His group’s “Catacombs” worship is held in a small rented art gallery in an undistinguished neighborhood in central Seoul. Every Tuesday an open forum is convened (open to all, not only Christians) in the Catacombs venue, during which the  plight of North Koreans, including the persecuted church, is openly discussed and debated, and strategies for more effective NGO projects and Christian ministry are discussed. 

As a forceful advocate for the rights of North Koreans Tim has also testified before the US Congress and has been featured in numerous international news reports.

He kindly agreed to answer some questions about his work. The second part of this interview will appear next week.

What do we know of the condition of the underground church in North Korea?

Given the totalitarian grip that the North Korean regime has on its society, communications and media, what we know is limited. Even so, the information we do have is sufficient to confirm that the persecuted church is alive, has endured for over six decades, and, to a large degree, remains in a crucible of hardship and suffering.

Is it growing? 

On the one hand, the fact there is church growth despite the tremendous official opposition is remarkable. On the other hand, I believe we should not be surprised that growth is occurring under persecution. To quote an early church father, Tertullian, “The blood of the martyrs is the seed of the church.” Particularly in the case of returning North Korean border-crossers who’ve been evangelized in China, we see significant spiritual fervor, genuine sacrifice and bravery in the face of arrest and detention. I feel convinced that much of the new growth of  North Korean believers comes from what I call the “refugee church.”

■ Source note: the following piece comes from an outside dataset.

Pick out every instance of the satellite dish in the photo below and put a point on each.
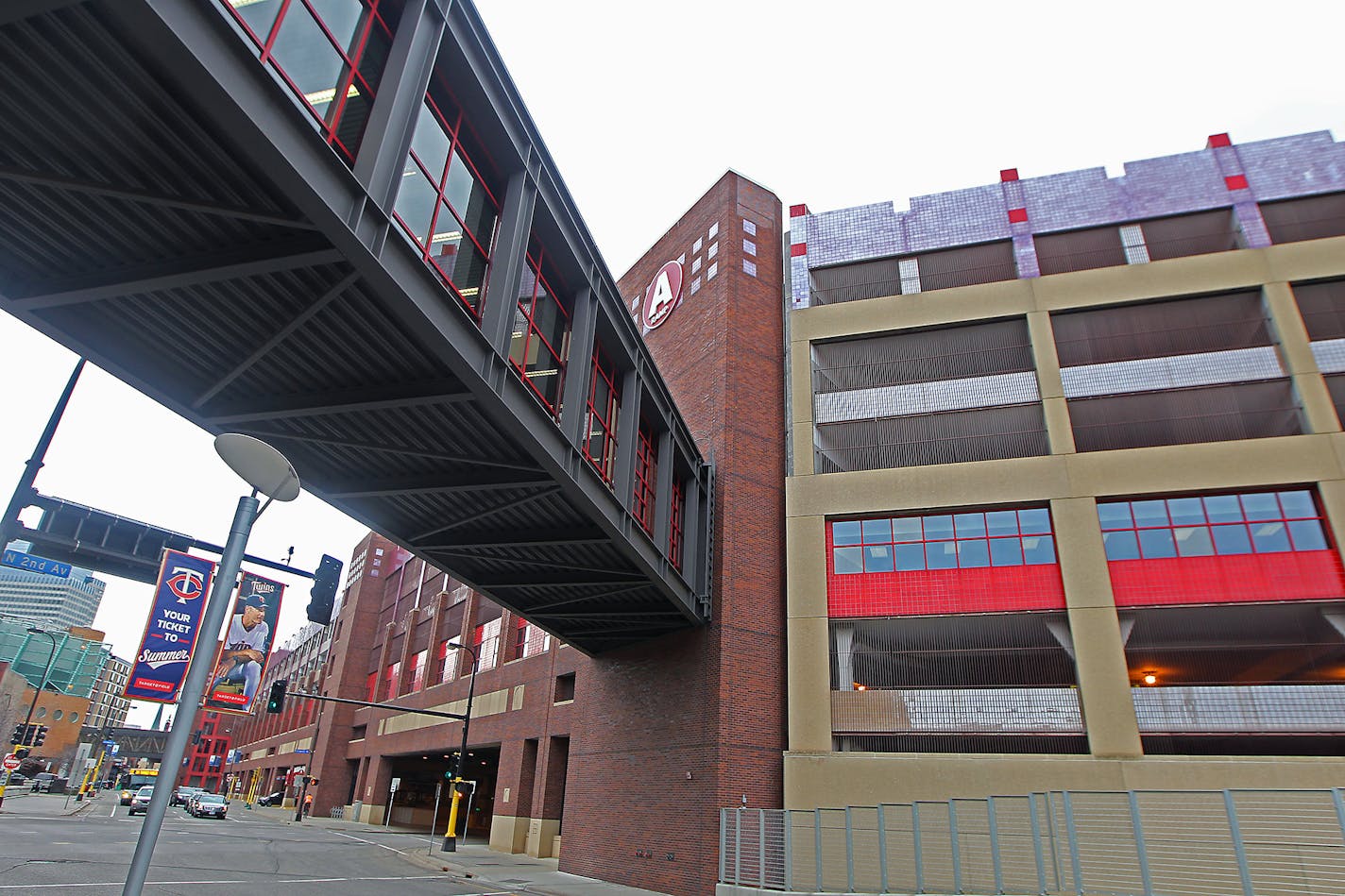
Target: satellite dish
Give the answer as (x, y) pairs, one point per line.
(259, 465)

How is it “fed” spiritually? 

Pastors, evangelists and lay brethren often share the Word verbally, through song, and by sharing precious pages of copied Scripture or exhortation that are taken out of hiding.  In recent years, Bibles and other Christian literature/media are increasingly smuggled in from outside either in printed form, or digitally via USB sticks, etc.

What sort of worship services take place?

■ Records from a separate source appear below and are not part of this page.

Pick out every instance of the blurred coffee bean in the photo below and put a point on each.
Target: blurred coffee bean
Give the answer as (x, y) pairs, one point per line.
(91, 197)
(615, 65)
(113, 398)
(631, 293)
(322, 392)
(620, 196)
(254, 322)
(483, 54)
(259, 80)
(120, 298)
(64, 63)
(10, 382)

As one would expect, services are held in secret: in homes, in remote wooded areas, etc. In urban areas, Christian worship may be as simple as two or three friends meeting in a park and carrying on what seems a normal conversation, but in fact is prayer and praise in subdued voices.

Some North Koreans who have access to a short-wave radio listen to overseas Christian services in Korean.

Many North Korean refugees in China participate in more formal worship services in ethnic Korean-Chinese churches that can be found along the border between North Korea and China.

In China a growing number of the urban elite are apparently becoming Christians. Is there any information on the demographic of North Korean Christians? For example, are they mainly older people, or are young people attracted too?

North Korea is far more difficult than China for collecting such data. Most information from inside North Korean is largely anecdotal. We do know that one of the barriers to child evangelism in North Korean society is fear by parents that spiritually unreceptive children may report their Bible reading or prayers to schoolteachers who are trained to probe their students for this type of information. Such a report can result in the entire family being committed to a prison facility or a labor camp. But once out of the grip of their highly controlled society, both young and old North Koreans very often manifest a noticeable hunger for the Bible and the Christian life.